Adrienne Perlman from Austin, grew up as an Army brat and lived in Germany when she was a child. She’s been to the Berlin Wall three different times.
“The first time was with my father, who was an Army officer…he was in his army uniform and I was holding his hand and we went through Checkpoint Charlie and there was a striking difference between the East and the West,” Perlman said. “Everything in the West was very colorful and vibrant. And as soon as we got into the east, everything was devoid of color and it felt like somebody was following us the whole time we were there.”
In 1989, Perlman was in high school in the United States and was part of a sister city delegation that visited Germany right after the wall came down.
“And I met a family in the city that we were staying in and they had relatives in East Germany,” she said. “And so, I went on a trip with them to East Germany. We went into their apartment, which was in a Soviet bloc apartment building, and they made us go out on a walk with them so they could talk to us openly and freely because they were still worried that the secret police, the Stasi, were listening to every word they were saying in their apartment.”
When it was time to come home, Perlman had a suitcase full of pieces from the wall.
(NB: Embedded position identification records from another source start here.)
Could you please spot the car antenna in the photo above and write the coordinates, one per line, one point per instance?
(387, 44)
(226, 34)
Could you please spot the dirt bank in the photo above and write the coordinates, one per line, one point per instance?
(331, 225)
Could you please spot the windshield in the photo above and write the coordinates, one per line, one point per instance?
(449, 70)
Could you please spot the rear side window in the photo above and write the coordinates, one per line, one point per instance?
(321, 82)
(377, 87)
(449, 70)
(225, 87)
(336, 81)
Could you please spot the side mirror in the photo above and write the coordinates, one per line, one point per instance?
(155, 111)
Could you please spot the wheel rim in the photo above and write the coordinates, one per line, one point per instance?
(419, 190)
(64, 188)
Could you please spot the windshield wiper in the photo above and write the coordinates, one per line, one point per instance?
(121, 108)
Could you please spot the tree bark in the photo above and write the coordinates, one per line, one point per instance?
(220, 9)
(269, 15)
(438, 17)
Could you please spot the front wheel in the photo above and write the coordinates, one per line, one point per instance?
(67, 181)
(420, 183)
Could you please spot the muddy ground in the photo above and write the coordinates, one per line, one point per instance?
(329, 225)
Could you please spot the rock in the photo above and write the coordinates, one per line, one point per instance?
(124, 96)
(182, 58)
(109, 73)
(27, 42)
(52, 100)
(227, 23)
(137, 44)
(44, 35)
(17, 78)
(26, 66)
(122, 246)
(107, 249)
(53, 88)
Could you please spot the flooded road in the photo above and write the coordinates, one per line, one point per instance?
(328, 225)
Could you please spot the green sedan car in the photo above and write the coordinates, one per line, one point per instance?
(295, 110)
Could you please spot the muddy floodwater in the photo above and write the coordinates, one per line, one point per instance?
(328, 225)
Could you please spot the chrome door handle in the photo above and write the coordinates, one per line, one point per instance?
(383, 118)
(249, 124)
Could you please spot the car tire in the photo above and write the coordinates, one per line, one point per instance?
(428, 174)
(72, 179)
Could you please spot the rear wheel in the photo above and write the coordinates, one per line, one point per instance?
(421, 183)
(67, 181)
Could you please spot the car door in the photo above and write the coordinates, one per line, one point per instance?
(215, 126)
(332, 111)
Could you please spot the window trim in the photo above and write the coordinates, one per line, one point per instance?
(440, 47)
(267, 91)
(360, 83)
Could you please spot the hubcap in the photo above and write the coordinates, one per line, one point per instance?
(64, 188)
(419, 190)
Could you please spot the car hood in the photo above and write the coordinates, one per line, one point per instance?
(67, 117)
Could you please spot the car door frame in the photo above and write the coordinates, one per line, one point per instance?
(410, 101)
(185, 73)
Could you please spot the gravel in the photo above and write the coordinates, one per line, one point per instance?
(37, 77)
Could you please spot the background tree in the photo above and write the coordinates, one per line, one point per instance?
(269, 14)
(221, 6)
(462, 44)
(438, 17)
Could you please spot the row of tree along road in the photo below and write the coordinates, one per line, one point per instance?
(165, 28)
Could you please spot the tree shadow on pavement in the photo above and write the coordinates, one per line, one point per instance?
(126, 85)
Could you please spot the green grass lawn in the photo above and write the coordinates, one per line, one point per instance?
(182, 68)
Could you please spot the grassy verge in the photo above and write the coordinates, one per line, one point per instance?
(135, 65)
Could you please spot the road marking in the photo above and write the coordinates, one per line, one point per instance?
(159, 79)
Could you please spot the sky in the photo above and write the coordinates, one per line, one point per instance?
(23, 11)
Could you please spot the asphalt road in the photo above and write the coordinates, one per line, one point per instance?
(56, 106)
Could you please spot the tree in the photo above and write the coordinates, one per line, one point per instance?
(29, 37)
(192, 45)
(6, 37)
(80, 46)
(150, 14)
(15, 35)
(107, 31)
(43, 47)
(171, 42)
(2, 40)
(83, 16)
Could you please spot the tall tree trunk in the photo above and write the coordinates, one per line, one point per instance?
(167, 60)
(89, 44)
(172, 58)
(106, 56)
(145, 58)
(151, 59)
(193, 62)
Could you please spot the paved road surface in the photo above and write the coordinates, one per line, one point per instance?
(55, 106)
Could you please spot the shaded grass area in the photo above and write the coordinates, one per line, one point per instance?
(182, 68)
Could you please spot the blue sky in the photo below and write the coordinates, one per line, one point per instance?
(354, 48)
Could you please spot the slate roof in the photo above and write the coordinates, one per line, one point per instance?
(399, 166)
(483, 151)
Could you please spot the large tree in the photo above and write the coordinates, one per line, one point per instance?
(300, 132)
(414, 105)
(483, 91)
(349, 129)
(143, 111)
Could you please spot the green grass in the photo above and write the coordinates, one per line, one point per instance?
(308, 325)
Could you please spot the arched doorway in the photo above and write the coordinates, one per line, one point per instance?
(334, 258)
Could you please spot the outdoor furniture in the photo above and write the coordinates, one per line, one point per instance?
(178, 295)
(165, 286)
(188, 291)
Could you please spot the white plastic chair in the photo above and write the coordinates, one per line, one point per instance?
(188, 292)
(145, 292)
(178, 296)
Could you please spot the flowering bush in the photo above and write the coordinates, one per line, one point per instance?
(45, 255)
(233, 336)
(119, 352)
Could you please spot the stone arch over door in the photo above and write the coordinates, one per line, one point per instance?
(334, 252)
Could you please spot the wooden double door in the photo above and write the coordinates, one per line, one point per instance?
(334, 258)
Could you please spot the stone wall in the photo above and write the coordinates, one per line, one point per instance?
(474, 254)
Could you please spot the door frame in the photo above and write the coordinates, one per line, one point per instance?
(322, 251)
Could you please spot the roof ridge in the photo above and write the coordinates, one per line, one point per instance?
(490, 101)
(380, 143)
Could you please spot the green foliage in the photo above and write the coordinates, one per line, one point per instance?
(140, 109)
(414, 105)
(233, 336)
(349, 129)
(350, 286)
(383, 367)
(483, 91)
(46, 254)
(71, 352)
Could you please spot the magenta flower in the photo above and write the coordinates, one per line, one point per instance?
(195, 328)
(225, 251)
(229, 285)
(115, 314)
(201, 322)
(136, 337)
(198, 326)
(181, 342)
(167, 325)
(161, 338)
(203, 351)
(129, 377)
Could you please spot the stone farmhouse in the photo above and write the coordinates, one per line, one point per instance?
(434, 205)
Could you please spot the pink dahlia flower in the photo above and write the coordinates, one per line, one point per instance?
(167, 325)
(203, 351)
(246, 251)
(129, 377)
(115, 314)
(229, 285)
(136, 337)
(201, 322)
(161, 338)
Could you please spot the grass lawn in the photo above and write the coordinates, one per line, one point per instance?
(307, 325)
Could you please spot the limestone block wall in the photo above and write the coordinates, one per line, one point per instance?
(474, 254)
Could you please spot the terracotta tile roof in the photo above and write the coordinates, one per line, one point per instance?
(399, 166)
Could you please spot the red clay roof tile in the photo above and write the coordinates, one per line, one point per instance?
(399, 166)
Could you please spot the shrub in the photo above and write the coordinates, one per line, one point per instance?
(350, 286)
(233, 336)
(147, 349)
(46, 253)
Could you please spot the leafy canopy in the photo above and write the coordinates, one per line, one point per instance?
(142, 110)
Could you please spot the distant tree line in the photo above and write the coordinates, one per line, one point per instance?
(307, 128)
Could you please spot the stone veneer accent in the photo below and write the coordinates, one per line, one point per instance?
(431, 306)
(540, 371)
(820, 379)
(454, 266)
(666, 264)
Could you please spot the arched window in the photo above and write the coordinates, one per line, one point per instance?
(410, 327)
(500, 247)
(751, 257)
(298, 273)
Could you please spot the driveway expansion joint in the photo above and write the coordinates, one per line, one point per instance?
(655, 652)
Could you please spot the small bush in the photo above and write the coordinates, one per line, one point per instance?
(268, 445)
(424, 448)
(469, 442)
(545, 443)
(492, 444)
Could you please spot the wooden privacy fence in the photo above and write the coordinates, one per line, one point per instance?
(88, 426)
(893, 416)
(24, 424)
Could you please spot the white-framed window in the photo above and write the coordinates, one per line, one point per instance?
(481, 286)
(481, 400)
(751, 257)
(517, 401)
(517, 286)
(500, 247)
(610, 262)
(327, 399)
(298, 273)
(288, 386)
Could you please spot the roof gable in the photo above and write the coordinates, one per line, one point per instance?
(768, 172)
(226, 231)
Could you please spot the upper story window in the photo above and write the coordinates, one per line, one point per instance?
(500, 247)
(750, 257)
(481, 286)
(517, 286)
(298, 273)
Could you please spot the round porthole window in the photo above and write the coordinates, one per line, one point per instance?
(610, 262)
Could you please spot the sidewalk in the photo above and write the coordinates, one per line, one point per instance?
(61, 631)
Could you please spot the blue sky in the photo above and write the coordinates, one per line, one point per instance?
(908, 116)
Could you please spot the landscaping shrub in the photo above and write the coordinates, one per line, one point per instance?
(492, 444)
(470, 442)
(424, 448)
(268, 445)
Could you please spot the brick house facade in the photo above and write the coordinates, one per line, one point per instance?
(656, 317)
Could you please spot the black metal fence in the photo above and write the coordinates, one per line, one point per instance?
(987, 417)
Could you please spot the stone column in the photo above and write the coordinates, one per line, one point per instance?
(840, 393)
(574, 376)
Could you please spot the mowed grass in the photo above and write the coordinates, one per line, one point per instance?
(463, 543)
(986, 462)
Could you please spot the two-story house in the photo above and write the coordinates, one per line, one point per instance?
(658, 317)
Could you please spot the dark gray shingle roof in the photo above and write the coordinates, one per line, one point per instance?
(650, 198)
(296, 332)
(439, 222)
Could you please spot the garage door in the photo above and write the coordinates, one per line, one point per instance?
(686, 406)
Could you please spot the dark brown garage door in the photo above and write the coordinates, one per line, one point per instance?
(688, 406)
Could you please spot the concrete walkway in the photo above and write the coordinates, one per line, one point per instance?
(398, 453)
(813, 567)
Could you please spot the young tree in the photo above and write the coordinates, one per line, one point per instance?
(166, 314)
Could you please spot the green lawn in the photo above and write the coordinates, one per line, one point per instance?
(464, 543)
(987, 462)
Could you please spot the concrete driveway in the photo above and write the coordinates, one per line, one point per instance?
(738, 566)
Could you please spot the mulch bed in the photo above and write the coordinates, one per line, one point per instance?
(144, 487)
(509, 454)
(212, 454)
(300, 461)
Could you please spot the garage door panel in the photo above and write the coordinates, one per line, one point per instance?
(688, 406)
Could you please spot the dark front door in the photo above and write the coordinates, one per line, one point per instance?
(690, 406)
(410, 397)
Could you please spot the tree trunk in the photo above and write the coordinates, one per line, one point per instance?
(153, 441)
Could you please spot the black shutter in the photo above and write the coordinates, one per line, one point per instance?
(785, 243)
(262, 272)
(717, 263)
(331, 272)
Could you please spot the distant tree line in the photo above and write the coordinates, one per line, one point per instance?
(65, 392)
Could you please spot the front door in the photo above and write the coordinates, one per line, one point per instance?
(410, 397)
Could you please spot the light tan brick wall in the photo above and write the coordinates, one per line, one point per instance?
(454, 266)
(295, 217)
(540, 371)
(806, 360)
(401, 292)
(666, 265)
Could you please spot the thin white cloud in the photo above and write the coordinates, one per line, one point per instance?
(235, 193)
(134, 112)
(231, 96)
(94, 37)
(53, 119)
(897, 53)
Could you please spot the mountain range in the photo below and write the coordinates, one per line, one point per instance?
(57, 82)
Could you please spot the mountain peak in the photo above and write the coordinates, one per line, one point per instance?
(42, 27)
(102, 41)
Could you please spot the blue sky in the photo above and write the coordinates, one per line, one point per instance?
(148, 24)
“It absolutely felt different going back a couple of years ago [as an adult],” Perlman said. “Most of the wall is now gone. But the thing that they left were two cobblestone strips that weave throughout the city as a reminder of where the walls stood. And it’s almost like a scar that bisects the city. It’s a totally different place now than when I was a child… I think it’s for the better, and I think that they’re still trying to deal with the remnants of the wall … that particular wall was built to actually keep people in, not keep people out.”